One of the most common techniques to improve performance is to reduce memory allocation. The total amount of allocation can be measured with @time and @allocated, and specific lines triggering allocation can often be inferred from profiling via the cost of garbage collection that these lines incur. However, sometimes it is more efficient to directly measure the amount of memory allocated by each line of code.

To measure allocation line-by-line, start Julia with the --track-allocation=<setting> command-line option, for which you can choose none (the default, do not measure allocation), user (measure memory allocation everywhere except Julia’s core code), or all (measure memory allocation at each line of Julia code). Allocation gets measured for each line of compiled code.

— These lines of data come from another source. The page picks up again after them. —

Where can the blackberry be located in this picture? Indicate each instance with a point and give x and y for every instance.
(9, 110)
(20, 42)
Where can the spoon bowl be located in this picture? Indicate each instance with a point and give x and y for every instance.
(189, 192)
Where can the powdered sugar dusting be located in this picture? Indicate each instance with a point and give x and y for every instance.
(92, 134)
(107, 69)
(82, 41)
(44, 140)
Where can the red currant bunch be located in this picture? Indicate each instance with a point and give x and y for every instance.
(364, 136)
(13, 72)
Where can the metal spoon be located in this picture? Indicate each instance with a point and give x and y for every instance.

When you quit Julia, the cumulative results are written to text files with .mem appended after the file name, residing in the same directory as the source file. Each line lists the total number of bytes allocated. The Coverage package contains some elementary analysis tools, for example to sort the lines in order of number of bytes allocated.

In interpreting the results, there are a few important details. Under the user setting, the first line of any function directly called from the REPL will exhibit allocation due to events that happen in the REPL code itself. More significantly, JIT-compilation also adds to allocation counts, because much of Julia’s compiler is written in Julia (and compilation usually requires memory allocation). The recommended procedure is to force compilation by executing all the commands you want to analyze, then call Profile.clear_malloc_data() to reset all allocation counters. Finally, execute the desired commands and quit Julia to trigger the generation of the .mem files.